Julia A. Palacios completed joint postdoctoral research at Harvard University and Brown University. She completed her PhD in Statistics at the University of Washington in 2013. Her dissertation research focused on methodological development of Bayesian nonparametric inference of evolutionary parameters from DNA sequence data from a single nonrecombining locus; this research resulted in manuscripts published in Biometrics, Biological Journal of the Linnean Society and Proceedings from the 28th Conference on Uncertainty in Artificial Intelligence.

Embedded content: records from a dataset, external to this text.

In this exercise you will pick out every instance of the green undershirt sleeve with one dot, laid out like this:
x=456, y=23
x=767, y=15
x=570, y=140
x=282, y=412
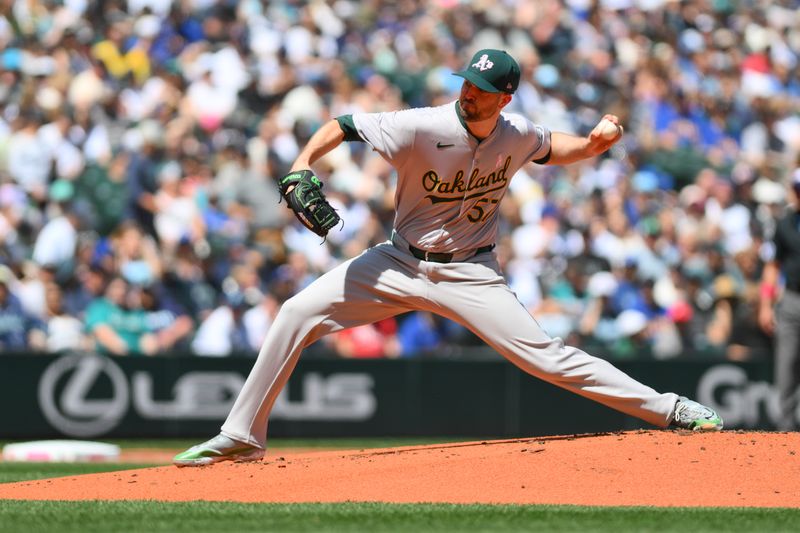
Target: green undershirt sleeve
x=349, y=128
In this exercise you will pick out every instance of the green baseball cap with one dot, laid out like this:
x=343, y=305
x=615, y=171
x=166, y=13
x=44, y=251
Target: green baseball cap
x=493, y=71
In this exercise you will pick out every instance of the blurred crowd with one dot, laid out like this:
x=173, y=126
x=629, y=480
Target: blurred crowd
x=140, y=143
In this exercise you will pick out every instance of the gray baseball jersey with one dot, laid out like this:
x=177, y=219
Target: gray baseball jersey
x=448, y=192
x=449, y=184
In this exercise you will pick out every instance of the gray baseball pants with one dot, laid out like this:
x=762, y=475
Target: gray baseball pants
x=387, y=280
x=787, y=358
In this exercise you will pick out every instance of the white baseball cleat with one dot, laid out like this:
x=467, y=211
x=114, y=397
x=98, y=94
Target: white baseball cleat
x=220, y=448
x=695, y=416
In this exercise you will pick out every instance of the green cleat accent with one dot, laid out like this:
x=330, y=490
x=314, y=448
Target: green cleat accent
x=218, y=449
x=695, y=416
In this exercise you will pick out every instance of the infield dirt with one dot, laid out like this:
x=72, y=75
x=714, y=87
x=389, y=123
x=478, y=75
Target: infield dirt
x=658, y=468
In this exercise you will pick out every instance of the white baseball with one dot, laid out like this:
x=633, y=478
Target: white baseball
x=608, y=130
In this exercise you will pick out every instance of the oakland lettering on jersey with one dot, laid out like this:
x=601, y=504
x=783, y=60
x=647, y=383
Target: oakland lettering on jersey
x=431, y=182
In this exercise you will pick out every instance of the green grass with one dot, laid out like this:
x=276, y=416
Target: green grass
x=198, y=517
x=282, y=443
x=224, y=517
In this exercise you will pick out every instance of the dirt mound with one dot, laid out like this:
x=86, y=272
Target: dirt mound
x=660, y=468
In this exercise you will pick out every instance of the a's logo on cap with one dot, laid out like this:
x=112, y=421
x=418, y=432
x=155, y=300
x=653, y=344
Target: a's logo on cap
x=483, y=63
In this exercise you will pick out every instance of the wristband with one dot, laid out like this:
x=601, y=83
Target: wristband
x=768, y=291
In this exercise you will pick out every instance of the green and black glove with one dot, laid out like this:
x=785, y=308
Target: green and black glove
x=303, y=193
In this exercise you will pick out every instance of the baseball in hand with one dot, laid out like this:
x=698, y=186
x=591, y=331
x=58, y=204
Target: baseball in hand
x=608, y=130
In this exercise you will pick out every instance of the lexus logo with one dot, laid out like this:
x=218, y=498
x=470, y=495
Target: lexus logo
x=72, y=411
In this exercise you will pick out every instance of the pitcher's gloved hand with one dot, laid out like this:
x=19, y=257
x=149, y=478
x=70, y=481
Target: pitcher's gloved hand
x=303, y=193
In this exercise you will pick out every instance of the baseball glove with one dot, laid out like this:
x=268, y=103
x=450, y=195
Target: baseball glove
x=303, y=193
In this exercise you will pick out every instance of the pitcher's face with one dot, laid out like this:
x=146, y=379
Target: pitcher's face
x=477, y=105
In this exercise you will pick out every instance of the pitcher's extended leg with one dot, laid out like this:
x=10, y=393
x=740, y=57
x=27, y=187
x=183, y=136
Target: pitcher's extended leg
x=493, y=312
x=368, y=288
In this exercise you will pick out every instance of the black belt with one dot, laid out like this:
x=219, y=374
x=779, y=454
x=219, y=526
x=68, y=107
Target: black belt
x=442, y=257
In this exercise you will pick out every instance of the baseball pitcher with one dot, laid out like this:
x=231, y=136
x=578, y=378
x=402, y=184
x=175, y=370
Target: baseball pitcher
x=454, y=163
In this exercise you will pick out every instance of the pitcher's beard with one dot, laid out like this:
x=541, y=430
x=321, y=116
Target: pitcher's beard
x=471, y=113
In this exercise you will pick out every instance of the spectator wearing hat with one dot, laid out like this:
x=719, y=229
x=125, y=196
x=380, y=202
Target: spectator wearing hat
x=783, y=320
x=117, y=322
x=18, y=329
x=56, y=242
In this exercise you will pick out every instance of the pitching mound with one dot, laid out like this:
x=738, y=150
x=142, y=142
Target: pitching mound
x=660, y=468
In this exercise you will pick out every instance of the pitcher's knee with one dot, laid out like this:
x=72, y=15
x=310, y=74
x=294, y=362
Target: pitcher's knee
x=293, y=313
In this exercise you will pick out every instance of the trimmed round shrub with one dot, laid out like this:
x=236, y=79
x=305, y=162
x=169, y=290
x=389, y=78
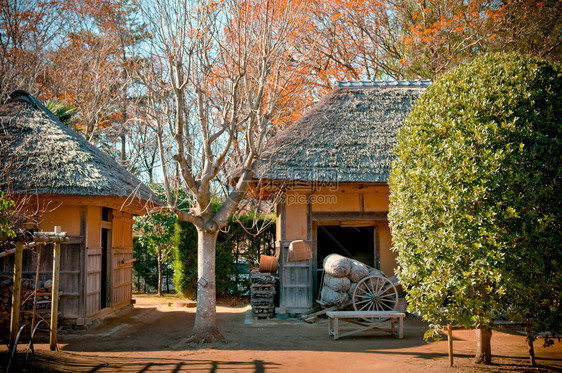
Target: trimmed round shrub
x=476, y=204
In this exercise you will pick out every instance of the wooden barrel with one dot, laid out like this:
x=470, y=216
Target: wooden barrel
x=268, y=263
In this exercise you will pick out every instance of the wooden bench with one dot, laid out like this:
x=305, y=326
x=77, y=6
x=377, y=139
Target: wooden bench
x=366, y=321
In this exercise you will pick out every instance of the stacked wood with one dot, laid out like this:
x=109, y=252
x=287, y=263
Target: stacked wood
x=43, y=307
x=262, y=293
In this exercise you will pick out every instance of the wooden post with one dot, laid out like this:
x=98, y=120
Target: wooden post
x=36, y=287
x=16, y=294
x=450, y=343
x=530, y=343
x=55, y=295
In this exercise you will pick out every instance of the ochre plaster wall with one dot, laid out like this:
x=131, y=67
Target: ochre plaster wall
x=343, y=199
x=296, y=217
x=93, y=235
x=67, y=217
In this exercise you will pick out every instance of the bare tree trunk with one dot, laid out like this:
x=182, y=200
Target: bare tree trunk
x=159, y=292
x=205, y=329
x=483, y=346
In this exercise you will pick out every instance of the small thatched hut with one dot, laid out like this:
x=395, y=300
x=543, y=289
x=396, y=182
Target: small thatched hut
x=332, y=167
x=62, y=180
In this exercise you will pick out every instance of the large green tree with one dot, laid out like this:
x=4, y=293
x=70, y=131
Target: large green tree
x=476, y=203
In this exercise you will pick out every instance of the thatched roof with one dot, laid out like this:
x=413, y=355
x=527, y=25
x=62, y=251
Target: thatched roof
x=39, y=155
x=348, y=136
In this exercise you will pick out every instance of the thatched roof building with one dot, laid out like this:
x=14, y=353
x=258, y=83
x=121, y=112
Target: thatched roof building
x=331, y=169
x=347, y=136
x=75, y=186
x=39, y=155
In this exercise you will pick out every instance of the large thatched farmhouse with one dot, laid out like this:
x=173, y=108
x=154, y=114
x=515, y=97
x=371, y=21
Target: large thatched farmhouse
x=332, y=168
x=64, y=181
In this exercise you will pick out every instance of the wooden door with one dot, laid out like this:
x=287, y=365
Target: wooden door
x=296, y=283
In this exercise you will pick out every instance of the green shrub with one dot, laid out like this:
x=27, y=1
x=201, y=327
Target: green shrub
x=476, y=205
x=185, y=262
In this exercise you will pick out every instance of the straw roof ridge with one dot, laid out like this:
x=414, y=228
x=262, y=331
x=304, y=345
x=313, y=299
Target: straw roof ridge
x=40, y=155
x=348, y=136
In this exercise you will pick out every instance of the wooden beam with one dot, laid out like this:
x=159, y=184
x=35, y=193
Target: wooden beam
x=83, y=261
x=349, y=215
x=55, y=295
x=16, y=294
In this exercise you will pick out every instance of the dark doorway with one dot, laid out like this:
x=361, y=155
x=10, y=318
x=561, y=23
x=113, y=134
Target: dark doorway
x=353, y=242
x=105, y=237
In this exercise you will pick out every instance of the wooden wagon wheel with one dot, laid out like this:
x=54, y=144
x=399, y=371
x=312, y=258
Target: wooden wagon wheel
x=375, y=293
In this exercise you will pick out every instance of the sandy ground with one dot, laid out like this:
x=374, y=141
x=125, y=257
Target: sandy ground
x=149, y=338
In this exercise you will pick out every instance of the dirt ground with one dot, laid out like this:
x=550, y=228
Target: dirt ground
x=149, y=338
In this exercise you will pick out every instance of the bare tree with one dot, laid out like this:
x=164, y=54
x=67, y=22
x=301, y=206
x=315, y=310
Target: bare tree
x=230, y=73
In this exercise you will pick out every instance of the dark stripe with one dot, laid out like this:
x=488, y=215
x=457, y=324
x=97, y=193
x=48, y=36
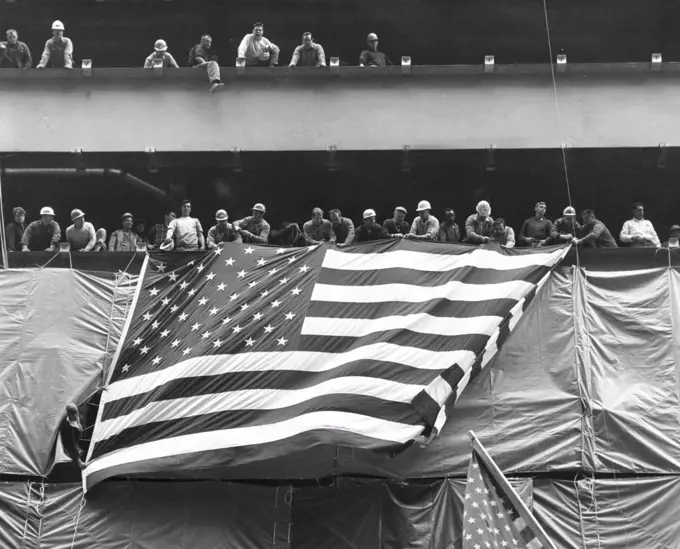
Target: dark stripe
x=405, y=338
x=272, y=379
x=358, y=404
x=468, y=275
x=314, y=445
x=442, y=308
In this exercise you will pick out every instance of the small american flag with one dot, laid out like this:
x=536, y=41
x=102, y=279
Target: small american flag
x=490, y=520
x=251, y=352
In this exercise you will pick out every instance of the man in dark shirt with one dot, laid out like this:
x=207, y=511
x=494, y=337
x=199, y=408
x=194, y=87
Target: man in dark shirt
x=596, y=234
x=372, y=57
x=370, y=230
x=397, y=227
x=536, y=230
x=201, y=56
x=448, y=229
x=14, y=54
x=343, y=229
x=565, y=228
x=43, y=235
x=14, y=232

Julia’s postdoctoral work involved developing formal probabilistic and statistical methods to infer evolutionary parameters from whole genomes; her most recent published work develops a Bayesian nonparametric method that infers population size trajectories from a sequence of local genealogies partially linked. Currently she is extending the methodology to infer population size trajectories from whole genomic sequences directly.
In her research, Professor Palacios seeks to provide statistically rigorous answers to concrete, data-driven questions in population genetics, epidemiology, and comparative genomics, often involving probabilistic modeling of evolutionary forces and the development of computationally tractable methods that are applicable to big data problems. Past and current research relies heavily on the theory of stochastic processes and recent developments in machine learning and statistical theory for big data; future research plans are aimed at incorporating the effects of selection and population structure in Bayesian inference of evolutionary parameters such as effective population size and recombination rates, and development of more realistic and computationally efficient methods for phylodynamic methods of infectious diseases.